Caramba, o caso está ficando mais engraçado do que eu podia imaginar.
Entrem na página do Milton Ribeiro e acessem o link “Leticia Wierzchowski processa este blog (III) – Algumas opiniões equilibradas”
(Bom, para ir mais rápido, a página é esta: http://miltonribeiro.opsblog.org/2009/06/10/leticia-wierzchowski-processa-este-blog-iii-algum-equilibrio/ )
Na parte dos comentários há um texto da escritora Leticia Wierzchowski, mas enviado por meio de um tal de “marcos nunes” (“marcos nunes” é um hiperlink que leva ao blog de Rachel Nunes, vai-se entender esse troço de blogs…)
Bom, o fato é que o comentário da autora de A Casa das Sete Mulheres, se for ela mesma a autora do texto, fala fala por si. Ela podia ter parado no terceiro parágrafo e voltado no fim, mas, fazer o quê, né?

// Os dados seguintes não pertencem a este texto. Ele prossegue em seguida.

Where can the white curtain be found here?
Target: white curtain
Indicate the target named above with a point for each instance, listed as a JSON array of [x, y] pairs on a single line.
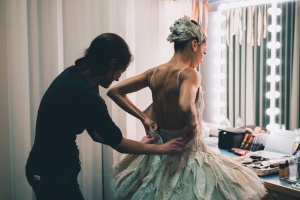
[[45, 36]]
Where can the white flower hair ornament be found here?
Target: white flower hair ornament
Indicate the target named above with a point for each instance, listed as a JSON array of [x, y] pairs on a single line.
[[184, 29]]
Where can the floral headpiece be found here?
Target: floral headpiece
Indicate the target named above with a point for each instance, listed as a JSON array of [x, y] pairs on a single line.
[[184, 29]]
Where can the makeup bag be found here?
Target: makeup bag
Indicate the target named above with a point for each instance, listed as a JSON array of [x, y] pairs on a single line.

Bem explicado é o texto de Marcelo Backes, publicado no Biscoito Fino… Vale a leitura.
http://www.idelberavelar.com/archives/2009/06/leticia_wierzchowski_a_casa_das_sete_leticias_por_marcelo_backes.php
Então é isso aí, ninguém escreve mais nada. E todo mundo fecha a boca. Assim, o país pode funcionar em sua mais perfeita ordem, certo? Façam-me o favor…
Com tanta pirataria e scanners espalhados pelo mundo, acho que os autores devem realmente processar até o vizinho por pedir seus livros emprestados e não devolver. Essa coisa de malandro embarcar na obra dos autores consagrados não é coisa nova. Mas vamos lá, o que existe de novo a ser escrito? Se propriedade intelectual realmente valesse, teríamos de declarar sua quantidade e tamanho no Imposto de Renda!